Ok for example $\sqrt[8]{256x^4}$ becomes, if you factor $\sqrt[8]{2^{8}x^4}$ which then becomes $2\sqrt[8]{x^4}=2 x^{\frac{4}{8}}=2x^{1/2}=2\sqrt{2}$

5. freewilly922

This uses the idea that $\sqrt[a]{x} = x^{1/a}$

6. poopsiedoodle

just wondering, would you mind using bigger font? I can't see the exponents.
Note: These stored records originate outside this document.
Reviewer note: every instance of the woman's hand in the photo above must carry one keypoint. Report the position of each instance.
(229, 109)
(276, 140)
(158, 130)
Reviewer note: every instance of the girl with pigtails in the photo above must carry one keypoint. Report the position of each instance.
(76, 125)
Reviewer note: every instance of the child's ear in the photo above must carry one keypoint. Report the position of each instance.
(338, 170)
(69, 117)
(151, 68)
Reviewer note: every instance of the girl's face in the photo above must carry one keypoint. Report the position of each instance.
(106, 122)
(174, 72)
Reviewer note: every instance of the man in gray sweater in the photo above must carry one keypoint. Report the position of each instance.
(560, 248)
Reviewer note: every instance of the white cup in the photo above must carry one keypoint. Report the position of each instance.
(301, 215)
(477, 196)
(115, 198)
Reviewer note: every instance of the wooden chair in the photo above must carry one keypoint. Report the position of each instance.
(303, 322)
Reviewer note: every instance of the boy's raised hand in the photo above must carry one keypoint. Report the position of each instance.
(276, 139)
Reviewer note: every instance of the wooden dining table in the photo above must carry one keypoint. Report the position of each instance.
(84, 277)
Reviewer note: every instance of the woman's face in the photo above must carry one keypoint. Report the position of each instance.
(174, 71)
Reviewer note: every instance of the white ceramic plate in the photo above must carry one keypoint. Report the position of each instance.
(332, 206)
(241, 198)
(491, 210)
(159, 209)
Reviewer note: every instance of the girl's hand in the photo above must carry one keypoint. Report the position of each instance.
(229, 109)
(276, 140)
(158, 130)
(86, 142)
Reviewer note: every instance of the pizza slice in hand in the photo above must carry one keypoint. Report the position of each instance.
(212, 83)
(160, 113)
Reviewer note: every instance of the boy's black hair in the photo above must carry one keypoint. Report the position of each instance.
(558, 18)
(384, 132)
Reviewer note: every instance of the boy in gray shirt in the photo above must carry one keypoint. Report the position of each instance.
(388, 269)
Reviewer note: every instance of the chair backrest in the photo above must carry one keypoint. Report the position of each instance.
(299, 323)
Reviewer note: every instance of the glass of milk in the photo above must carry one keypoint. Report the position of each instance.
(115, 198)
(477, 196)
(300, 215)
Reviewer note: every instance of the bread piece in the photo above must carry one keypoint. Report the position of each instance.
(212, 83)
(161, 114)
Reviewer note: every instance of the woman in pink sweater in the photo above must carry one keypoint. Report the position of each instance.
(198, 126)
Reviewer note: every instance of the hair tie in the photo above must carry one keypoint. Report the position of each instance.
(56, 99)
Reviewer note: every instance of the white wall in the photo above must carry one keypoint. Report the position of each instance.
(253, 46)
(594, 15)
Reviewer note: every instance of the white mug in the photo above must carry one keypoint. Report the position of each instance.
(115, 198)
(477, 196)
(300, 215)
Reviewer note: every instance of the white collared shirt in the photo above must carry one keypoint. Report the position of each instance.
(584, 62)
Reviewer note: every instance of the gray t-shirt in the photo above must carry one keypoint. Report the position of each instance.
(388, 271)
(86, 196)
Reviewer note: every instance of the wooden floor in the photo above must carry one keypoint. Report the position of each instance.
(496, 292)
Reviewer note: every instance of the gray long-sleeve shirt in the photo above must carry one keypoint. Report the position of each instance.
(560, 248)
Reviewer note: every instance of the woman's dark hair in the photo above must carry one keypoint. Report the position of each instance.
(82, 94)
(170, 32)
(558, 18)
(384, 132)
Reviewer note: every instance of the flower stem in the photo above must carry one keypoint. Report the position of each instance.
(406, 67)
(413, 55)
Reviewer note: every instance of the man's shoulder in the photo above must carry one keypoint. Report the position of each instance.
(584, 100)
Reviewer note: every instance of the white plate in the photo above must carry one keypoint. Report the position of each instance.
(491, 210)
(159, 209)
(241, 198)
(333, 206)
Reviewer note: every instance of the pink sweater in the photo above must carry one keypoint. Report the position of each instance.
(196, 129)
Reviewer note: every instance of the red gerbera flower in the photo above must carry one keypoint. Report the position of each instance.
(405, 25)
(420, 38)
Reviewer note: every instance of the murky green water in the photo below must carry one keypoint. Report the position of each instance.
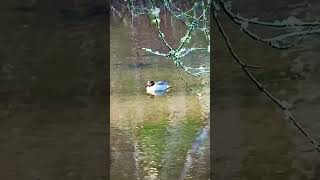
(52, 116)
(162, 137)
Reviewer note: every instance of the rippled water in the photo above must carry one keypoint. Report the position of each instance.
(161, 137)
(252, 139)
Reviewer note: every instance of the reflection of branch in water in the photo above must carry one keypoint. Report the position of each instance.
(199, 95)
(199, 141)
(281, 104)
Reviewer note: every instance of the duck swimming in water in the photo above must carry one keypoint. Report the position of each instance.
(158, 87)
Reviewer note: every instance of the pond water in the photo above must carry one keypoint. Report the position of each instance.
(251, 138)
(161, 137)
(52, 88)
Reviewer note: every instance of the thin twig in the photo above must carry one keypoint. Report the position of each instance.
(261, 87)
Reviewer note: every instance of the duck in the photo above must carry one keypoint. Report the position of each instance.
(157, 87)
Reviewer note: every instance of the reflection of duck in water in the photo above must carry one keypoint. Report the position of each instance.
(158, 88)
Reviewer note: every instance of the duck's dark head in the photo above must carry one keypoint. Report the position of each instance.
(150, 83)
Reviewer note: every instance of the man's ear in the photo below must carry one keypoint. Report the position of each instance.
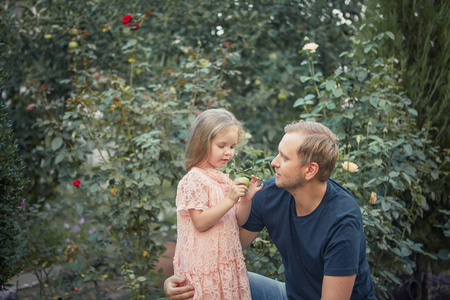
(312, 170)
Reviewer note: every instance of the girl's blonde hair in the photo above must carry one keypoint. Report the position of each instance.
(205, 127)
(320, 145)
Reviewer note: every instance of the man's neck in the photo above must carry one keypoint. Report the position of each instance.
(308, 197)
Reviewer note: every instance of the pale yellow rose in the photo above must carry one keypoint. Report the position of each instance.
(311, 47)
(349, 166)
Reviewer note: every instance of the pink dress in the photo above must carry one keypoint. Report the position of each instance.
(212, 260)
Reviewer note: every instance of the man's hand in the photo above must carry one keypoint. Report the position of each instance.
(174, 291)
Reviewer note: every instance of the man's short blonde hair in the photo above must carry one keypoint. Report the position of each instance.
(320, 145)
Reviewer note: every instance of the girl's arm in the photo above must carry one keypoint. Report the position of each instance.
(205, 219)
(244, 206)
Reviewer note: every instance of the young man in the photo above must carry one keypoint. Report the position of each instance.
(315, 223)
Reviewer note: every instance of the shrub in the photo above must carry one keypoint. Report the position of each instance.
(11, 202)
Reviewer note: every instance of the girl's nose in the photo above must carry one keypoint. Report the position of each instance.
(274, 162)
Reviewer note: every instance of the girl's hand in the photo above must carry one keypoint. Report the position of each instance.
(237, 189)
(253, 188)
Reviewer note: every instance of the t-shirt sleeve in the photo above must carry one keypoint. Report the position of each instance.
(342, 253)
(255, 222)
(192, 193)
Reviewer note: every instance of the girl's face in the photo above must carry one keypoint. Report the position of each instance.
(222, 146)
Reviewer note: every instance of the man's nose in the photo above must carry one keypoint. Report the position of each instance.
(274, 161)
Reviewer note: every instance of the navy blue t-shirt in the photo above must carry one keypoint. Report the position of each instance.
(328, 241)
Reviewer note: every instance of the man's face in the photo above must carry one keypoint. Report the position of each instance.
(287, 164)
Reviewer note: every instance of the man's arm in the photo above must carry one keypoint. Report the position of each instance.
(246, 237)
(337, 287)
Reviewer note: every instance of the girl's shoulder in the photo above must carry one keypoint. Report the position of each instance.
(195, 174)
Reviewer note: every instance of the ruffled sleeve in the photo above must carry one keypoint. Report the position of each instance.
(193, 192)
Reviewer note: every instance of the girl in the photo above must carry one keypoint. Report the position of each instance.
(208, 252)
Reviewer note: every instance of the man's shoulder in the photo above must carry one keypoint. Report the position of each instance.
(341, 200)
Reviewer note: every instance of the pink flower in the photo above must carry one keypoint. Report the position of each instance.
(127, 19)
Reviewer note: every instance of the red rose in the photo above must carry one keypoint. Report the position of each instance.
(126, 19)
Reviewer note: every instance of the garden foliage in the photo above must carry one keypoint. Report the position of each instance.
(11, 200)
(101, 95)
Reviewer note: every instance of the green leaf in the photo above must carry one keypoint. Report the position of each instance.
(304, 79)
(385, 205)
(338, 92)
(408, 149)
(330, 105)
(390, 34)
(57, 143)
(330, 84)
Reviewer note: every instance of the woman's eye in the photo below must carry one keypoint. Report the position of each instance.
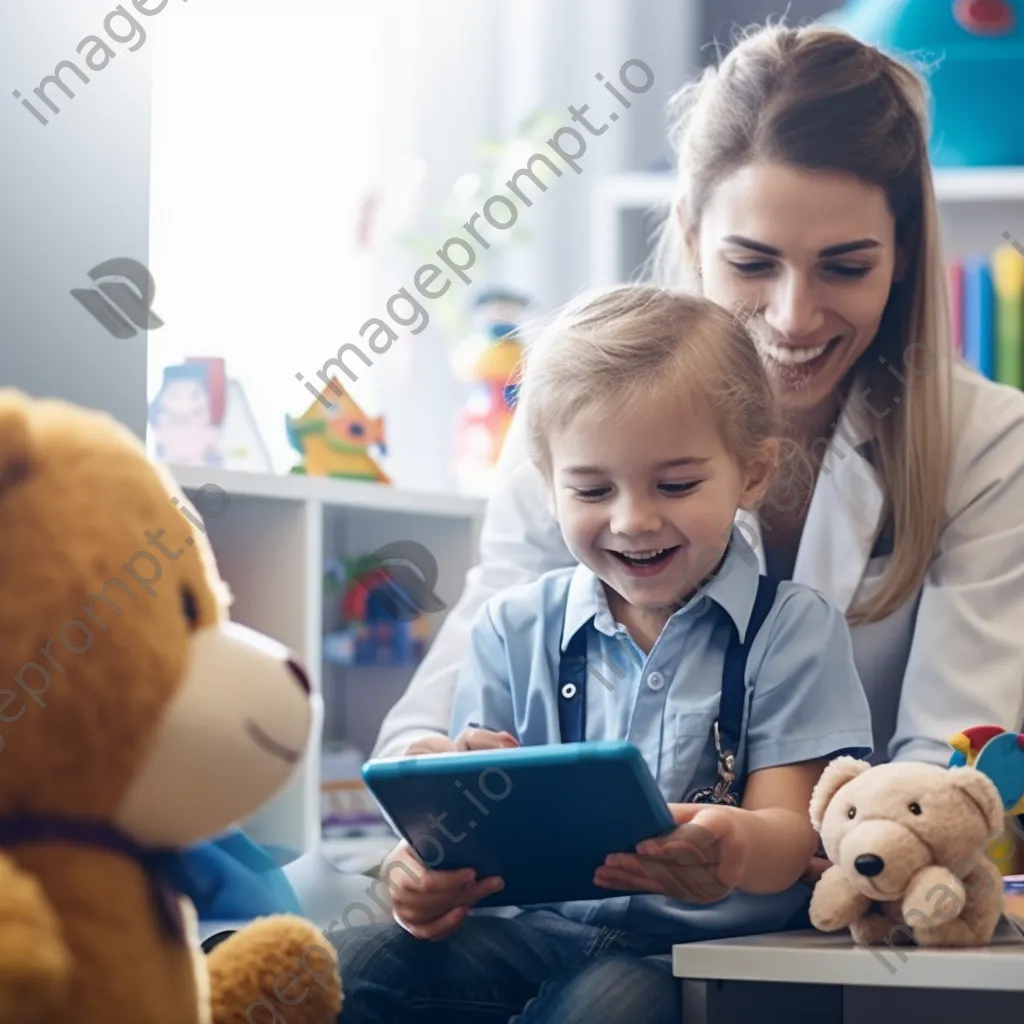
(750, 267)
(189, 608)
(678, 488)
(844, 270)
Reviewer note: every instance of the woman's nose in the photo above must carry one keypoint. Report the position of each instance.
(793, 310)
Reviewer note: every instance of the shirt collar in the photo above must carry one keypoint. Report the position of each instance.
(733, 589)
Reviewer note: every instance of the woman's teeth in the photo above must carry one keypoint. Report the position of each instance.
(793, 356)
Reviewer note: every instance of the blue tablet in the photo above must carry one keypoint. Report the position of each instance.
(544, 818)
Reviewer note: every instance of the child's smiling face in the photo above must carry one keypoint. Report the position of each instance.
(646, 500)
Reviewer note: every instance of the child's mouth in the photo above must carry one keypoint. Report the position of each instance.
(645, 562)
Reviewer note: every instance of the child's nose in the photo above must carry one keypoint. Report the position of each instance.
(632, 517)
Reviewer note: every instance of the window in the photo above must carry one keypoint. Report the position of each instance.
(266, 137)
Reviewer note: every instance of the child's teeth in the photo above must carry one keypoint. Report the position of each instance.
(791, 356)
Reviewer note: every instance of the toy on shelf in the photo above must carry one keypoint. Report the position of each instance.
(997, 753)
(488, 357)
(379, 623)
(200, 417)
(978, 50)
(334, 437)
(186, 415)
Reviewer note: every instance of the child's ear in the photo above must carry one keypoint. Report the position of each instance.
(759, 473)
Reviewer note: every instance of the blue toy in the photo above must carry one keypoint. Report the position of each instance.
(979, 49)
(232, 879)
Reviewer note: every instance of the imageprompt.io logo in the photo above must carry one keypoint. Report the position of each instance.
(121, 308)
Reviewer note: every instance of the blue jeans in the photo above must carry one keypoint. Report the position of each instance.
(534, 969)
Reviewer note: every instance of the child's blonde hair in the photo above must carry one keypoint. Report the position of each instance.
(626, 345)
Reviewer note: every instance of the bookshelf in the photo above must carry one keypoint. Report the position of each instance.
(272, 541)
(977, 206)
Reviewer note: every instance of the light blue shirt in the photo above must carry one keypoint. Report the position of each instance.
(804, 701)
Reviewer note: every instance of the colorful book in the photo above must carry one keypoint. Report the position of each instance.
(1008, 283)
(979, 312)
(955, 271)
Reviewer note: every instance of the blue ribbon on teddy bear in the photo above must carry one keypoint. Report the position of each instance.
(229, 878)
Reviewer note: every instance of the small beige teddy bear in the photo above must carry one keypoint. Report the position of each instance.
(907, 845)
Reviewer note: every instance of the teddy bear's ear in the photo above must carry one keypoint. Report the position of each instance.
(982, 792)
(15, 441)
(836, 775)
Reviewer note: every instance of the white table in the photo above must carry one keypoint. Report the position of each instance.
(798, 977)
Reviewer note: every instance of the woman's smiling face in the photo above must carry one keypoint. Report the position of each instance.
(811, 257)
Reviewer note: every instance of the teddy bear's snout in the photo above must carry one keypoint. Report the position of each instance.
(882, 856)
(300, 675)
(868, 864)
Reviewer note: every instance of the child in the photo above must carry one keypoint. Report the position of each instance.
(649, 415)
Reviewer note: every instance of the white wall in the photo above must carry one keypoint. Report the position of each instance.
(75, 194)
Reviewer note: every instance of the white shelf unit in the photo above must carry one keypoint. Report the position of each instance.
(977, 206)
(272, 541)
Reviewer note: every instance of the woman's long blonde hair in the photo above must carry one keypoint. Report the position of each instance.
(818, 99)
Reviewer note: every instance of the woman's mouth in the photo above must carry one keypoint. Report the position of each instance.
(641, 563)
(795, 367)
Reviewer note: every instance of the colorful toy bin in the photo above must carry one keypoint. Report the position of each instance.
(380, 623)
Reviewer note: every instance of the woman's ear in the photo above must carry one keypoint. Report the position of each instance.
(899, 267)
(690, 237)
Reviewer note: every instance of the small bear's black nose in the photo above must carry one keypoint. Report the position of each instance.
(869, 864)
(300, 674)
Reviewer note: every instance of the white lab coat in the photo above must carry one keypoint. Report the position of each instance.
(951, 657)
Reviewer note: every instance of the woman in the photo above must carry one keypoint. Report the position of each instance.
(807, 205)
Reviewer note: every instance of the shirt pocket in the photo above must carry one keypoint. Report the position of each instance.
(691, 761)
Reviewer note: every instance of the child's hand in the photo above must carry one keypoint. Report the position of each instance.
(468, 739)
(483, 739)
(428, 903)
(700, 861)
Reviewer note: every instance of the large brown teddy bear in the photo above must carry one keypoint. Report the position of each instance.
(135, 721)
(907, 844)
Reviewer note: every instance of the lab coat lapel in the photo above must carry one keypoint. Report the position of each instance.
(843, 518)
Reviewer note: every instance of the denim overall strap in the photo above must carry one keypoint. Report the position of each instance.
(730, 714)
(572, 689)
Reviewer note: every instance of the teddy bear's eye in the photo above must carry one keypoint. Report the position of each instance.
(188, 607)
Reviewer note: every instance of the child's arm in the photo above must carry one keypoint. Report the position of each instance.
(778, 838)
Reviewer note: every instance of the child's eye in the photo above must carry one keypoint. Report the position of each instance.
(845, 270)
(678, 488)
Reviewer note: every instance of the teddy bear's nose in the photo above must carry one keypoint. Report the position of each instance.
(300, 674)
(869, 864)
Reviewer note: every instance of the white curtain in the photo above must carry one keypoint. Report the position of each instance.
(297, 148)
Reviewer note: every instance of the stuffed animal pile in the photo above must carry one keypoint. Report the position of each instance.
(908, 849)
(134, 721)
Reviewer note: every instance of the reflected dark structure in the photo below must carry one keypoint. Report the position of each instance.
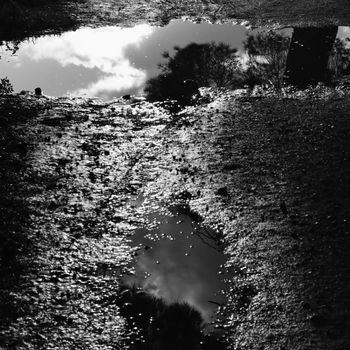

To do that, put what you are saying in the curly braces in $$\huge\text{}\.) but take out the . at the end. 7. poopsiedoodle the ^ means exponents. like, 2^3 is 2 cubed. 8. poopsiedoodle \(\Large\text{But again, I have no idea how to do this.}$$

9. freewilly922

is ^3v/56x^14 supposed to be $\bigg(\sqrt{56x^{14}}\bigg)^3$ then?

10. poopsiedoodle

So, $$\huge\sqrt[8]{256x^4}$$ turns into $$\huge\sqrt[8]{2^{8}x^4}$$ which turns into $$\huge2\sqrt[8]{x^4}=2 x^{\frac{4}{8}}=2x^{1/2}=2\sqrt{2}$$ But how? $$\huge\text{:|}$$

11. freewilly922

Sorry that should be $2\sqrt{x}$

12. poopsiedoodle

and no, it's supposed to be $^{3}\sqrt{56x^{14}}$

13. freewilly922

ok the basic theorems that you need for these type of problems are that $\sqrt[a]{x} = x^{\frac{1}{a}}$ So for example $\large \sqrt[3]{x^{10}}\to x^{\frac{10}{3}}\to x^3x^{\frac{1}{3}}\to x^3\sqrt[3]{x}$

14. poopsiedoodle

I understand the first half of your example equation, but not the second half.

15. freewilly922

So any complicated radical you are given you can convert to exponents, use the rules of exponents shamelessly and then convert back to radical. So $\large \sqrt[3]{56x^{14}}\to \sqrt[3]{(7)(8)x^{14}}\to 7^{1/3}8^{1/3}x^{14/3}$ This then becomes $7^{1/3}8^{1/3}x^{14/3}\to 7^{1/3}(2^3)^{1/3}x^{12/3}x^{2/3}$ becomes $7^{1/3}2x^{4}x^{2/3}\to 2x^4 7^{1/3}x^{1/3}\to 2x^4\sqrt[3]{7x}$

16. poopsiedoodle

my brain is about to explode. e_o

17. freewilly922

So you don't understand how $x^{10/3} \to x^3x^{1/3}$? This results from the fact that $X^aX^b = X^{ab}$ and the reverse. So if you have $x^{10/3}$ you have $x^{9/3 + 1/3}\to x^{9/3}x^{1/3}\to x^3x^{1/3}$

18. poopsiedoodle

again, might I suggest the larger font size? Maybe Large would be a good replacement for huge though.